In case you're just interested in the actual guide you can skip this section - but I'd like to explain why overhauling my build process - and this post - were never planned and why they were still mandatory.
There hasn't been a new post for more than month now. But not because I didn't write any new posts - in fact I even released some new posts - they just never saw the light of the world. What?!
Unlike many Gatsby sites I'm not hosted on Netlify, GitHub Pages or any other hosting option described in the official docs. My blog and all associated tools (commenting system, newsletter, etc.) are hosted on Uberspace.

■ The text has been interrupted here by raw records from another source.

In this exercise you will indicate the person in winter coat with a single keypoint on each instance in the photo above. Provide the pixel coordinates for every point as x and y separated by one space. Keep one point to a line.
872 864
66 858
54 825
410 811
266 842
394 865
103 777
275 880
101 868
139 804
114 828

I really like them, due to their great support, a great pricing model which may can be adopted to your budget and the fact that I can access the server with SSH and can do a lot of stuff by myself. There's no fancy interface in terms of controlling your server, most things are done on your console - and I love it.
When I switched to Gatsby some work was required in terms of being able to rebuild my blog automatically whenever I publish a new post. This work included a webhook which triggered a simple shell script which rebuild and deployed my site everytime it was called. The shell script responsible for building and deploying the site was pretty simple:
#!/bin/bash
set -o errexit
cd ~/blog
rm -rf .cache
if ["$1" == "fully"]; then
rm -rf node_modules
git pull
~/.yarn/bin/yarn install --production=true --pure-lockfile
fi
~/bin/gatsby build
rm -rf ~/blog_backup
cp -R <path>/html ~/blog_backup
rsync -avu --delete ~/blog/public/ ~/html
Sometimes (mostly when adding new features) I needed to fully rebuild the blog, including getting the new source files from Git and installing new dependencies. Since this took a pretty long time it was optional and could be triggered via the optional fully
parameter when executing the script.
This script was part of a chain of scripts which were executed whenever the webhook was called. The webhook itself called a script which piped the output of script above into a file which gets send me a mail whenever it's done. This way I could easily check if everything worked whenever a rebuild was triggered.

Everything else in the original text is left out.